• Damages for wrongful dismissal include the value of what the terminated employee would have earned (“accrued”) if he had remained in employment for the common‐law notice period.
  • Many employers provide pension accrual only for the statutory notice period. Terminated employees should demand the value of accrual for the entire common‐law notice period, even if that accrual is not permitted under pension law due to the fact the individual is no longer an employee.
  • Severance packages can be structured to allow a terminating employee to continue to accrue pension benefits for the entire period of common‐law notice. The basic rule is that the individual must be an employee under the Income Tax Act for accruals to be permitted under pension law. Pension accruals are permitted during a salary continuance period, where some other benefits continue. The employee doesn’t have to be actively at work, but his earnings must be T4 insurable earnings.

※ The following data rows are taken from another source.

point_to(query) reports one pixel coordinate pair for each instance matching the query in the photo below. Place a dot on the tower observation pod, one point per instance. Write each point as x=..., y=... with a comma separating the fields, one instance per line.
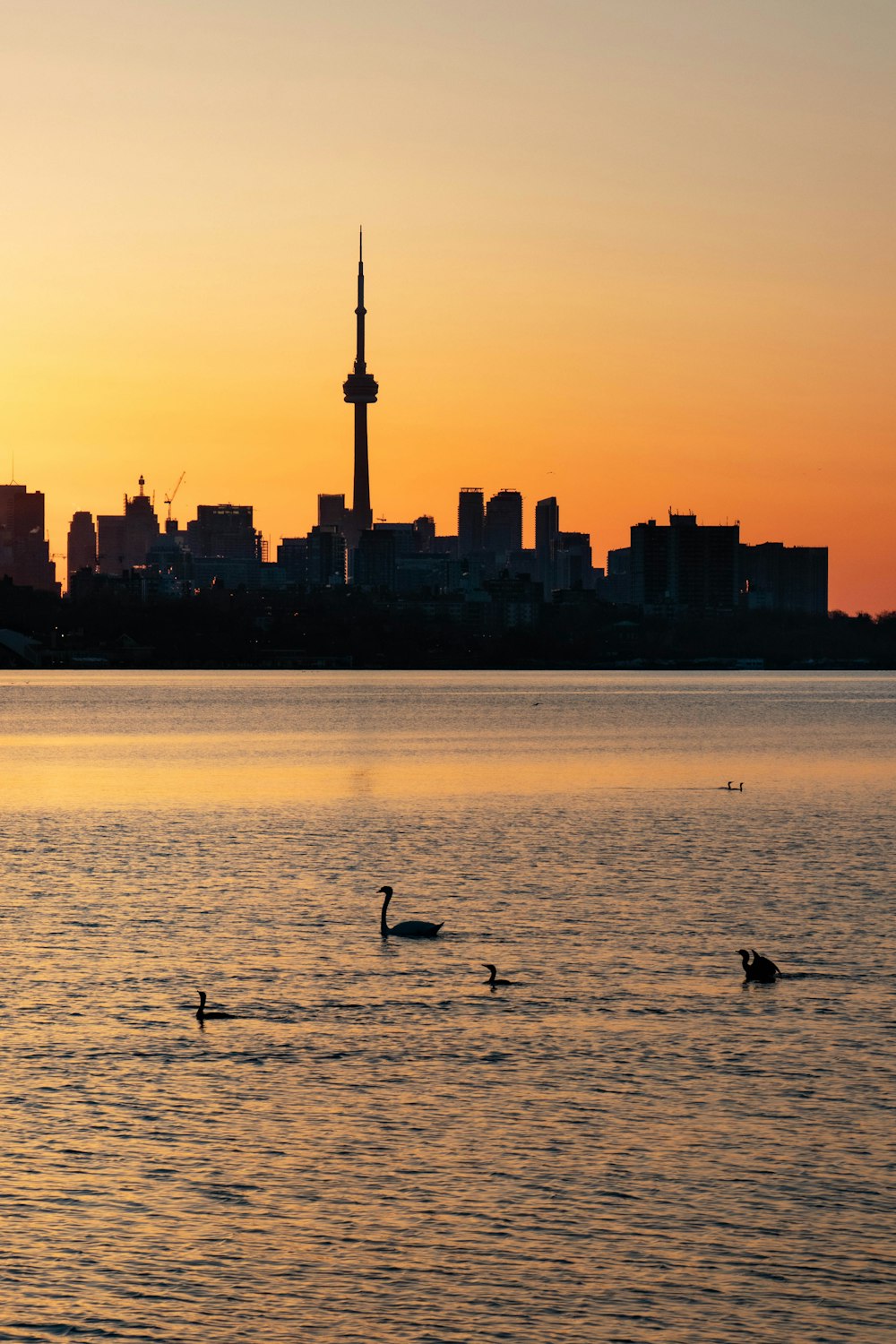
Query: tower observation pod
x=359, y=390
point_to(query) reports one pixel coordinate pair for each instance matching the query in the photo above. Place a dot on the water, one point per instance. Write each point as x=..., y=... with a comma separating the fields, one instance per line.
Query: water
x=626, y=1145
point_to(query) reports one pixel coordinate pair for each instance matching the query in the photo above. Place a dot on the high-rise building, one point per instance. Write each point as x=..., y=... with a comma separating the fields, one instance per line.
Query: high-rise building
x=470, y=521
x=573, y=564
x=684, y=566
x=225, y=532
x=82, y=543
x=547, y=526
x=331, y=511
x=124, y=539
x=325, y=556
x=785, y=578
x=504, y=524
x=425, y=534
x=360, y=392
x=24, y=553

  • The fatal point is usually the issuance of an ROE, or payment of a retiring allowance lump sum – once that happens, accruals under a pension plan usually must cease, according to pension and tax legislation. But damages for pension accrual are still payable under the common law of wrongful dismissal.
  • If a cash payment is made to a terminating employee in lieu of pension benefits he would have earned during a notice period, it should be grossed up to take account of the fact it’s immediately taxable. Surprisingly, many plaintiff lawyers don’t demand this.